Wallace Michael J, El Refaey Mona, Mesirca Pietro, Hund Thomas J, Mangoni Matteo E, Mohler Peter J
Frick Center for Heart Failure and Arrhythmia Research, The Ohio State University Wexner Medical Center, Columbus, OH, United States.
Dorothy M. Davis Heart and Lung Research Institute, The Ohio State University Wexner Medical Center, Columbus, OH, United States.
Front Genet. 2021 Apr 1;12:654925. doi: 10.3389/fgene.2021.654925. eCollection 2021.

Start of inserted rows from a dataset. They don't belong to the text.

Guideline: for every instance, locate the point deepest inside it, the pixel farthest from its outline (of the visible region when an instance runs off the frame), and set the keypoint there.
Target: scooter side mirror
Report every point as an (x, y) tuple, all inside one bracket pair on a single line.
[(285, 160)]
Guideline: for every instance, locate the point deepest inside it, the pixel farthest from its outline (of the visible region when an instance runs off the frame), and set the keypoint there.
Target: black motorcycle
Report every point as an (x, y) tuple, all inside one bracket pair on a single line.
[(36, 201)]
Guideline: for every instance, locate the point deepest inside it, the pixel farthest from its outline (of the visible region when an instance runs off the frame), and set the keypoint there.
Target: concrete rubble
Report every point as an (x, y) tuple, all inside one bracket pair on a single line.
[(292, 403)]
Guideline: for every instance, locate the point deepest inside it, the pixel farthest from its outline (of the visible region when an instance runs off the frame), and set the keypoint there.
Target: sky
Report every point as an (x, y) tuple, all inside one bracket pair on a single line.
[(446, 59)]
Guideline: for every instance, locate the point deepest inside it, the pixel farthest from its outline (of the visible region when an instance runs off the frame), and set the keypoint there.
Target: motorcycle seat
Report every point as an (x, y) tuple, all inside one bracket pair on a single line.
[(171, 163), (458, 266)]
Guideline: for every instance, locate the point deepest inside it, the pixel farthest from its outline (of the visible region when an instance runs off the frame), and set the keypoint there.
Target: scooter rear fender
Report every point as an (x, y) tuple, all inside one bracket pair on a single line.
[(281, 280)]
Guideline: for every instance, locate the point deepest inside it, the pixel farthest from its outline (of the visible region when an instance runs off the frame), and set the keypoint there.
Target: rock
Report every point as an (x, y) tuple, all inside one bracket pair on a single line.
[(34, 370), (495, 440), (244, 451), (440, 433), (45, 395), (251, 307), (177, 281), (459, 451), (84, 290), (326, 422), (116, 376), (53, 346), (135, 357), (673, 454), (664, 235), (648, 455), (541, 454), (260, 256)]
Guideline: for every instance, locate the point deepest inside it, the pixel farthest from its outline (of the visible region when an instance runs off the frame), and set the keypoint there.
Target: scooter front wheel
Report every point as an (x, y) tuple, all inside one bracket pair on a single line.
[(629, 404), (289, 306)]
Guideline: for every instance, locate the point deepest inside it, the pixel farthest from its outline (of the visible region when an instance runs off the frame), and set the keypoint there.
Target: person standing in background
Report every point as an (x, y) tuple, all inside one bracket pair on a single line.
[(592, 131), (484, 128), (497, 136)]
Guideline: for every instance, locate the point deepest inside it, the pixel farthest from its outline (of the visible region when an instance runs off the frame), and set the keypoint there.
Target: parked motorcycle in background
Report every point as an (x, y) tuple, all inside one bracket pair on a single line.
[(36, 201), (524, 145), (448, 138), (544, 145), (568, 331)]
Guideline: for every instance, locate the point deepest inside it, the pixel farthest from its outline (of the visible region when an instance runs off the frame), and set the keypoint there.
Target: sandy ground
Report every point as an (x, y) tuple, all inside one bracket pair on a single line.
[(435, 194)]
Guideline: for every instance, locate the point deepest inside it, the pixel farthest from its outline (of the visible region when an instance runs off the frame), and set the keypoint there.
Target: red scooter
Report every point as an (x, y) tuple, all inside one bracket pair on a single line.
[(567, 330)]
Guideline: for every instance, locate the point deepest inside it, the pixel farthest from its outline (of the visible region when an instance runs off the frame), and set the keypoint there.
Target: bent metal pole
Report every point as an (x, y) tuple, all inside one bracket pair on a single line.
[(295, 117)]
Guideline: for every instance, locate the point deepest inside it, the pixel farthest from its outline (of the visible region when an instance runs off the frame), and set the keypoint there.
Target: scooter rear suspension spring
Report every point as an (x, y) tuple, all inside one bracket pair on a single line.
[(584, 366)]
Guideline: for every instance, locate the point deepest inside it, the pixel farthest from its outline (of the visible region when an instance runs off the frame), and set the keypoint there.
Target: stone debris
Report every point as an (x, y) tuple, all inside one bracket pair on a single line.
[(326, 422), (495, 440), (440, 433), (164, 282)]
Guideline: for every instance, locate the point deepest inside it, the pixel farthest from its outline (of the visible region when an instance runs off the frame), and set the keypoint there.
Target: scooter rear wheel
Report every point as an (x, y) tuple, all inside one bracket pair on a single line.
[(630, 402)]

The pacemaker cells of the cardiac sinoatrial node (SAN) are essential for normal cardiac automaticity. Dysfunction in cardiac pacemaking results in human sinoatrial node dysfunction (SND). SND more generally occurs in the elderly population and is associated with impaired pacemaker function causing abnormal heart rhythm. Individuals with SND have a variety of symptoms including sinus bradycardia, sinus arrest, SAN block, bradycardia/tachycardia syndrome, and syncope. Importantly, individuals with SND report chronotropic incompetence in response to stress and/or exercise. SND may be genetic or secondary to systemic or cardiovascular conditions. Current management of patients with SND is limited to the relief of arrhythmia symptoms and pacemaker implantation if indicated. Lack of effective therapeutic measures that target the underlying causes of SND renders management of these patients challenging due to its progressive nature and has highlighted a critical need to improve our understanding of its underlying mechanistic basis of SND. This review focuses on current information on the genetics underlying SND, followed by future implications of this knowledge in the management of individuals with SND.
心脏窦房结(SAN)的起搏细胞对正常心脏自律性至关重要。心脏起搏功能障碍会导致人类窦房结功能障碍(SND)。SND更普遍地发生在老年人群中,并且与起搏功能受损导致心律失常有关。患有SND的个体有多种症状,包括窦性心动过缓、窦性停搏、窦房阻滞、心动过缓/心动过速综合征和晕厥。重要的是,患有SND的个体在应对压力和/或运动时表现出变时性功能不全。SND可能是遗传性的,也可能继发于全身性或心血管疾病。目前对SND患者的治疗仅限于缓解心律失常症状,并在必要时植入起搏器。由于缺乏针对SND根本原因的有效治疗措施,这些患者的治疗具有挑战性,因为其具有进行性,这凸显了迫切需要加深我们对SND潜在机制基础的理解。本综述重点关注SND潜在遗传学的当前信息,以及这些知识对SND患者管理的未来影响。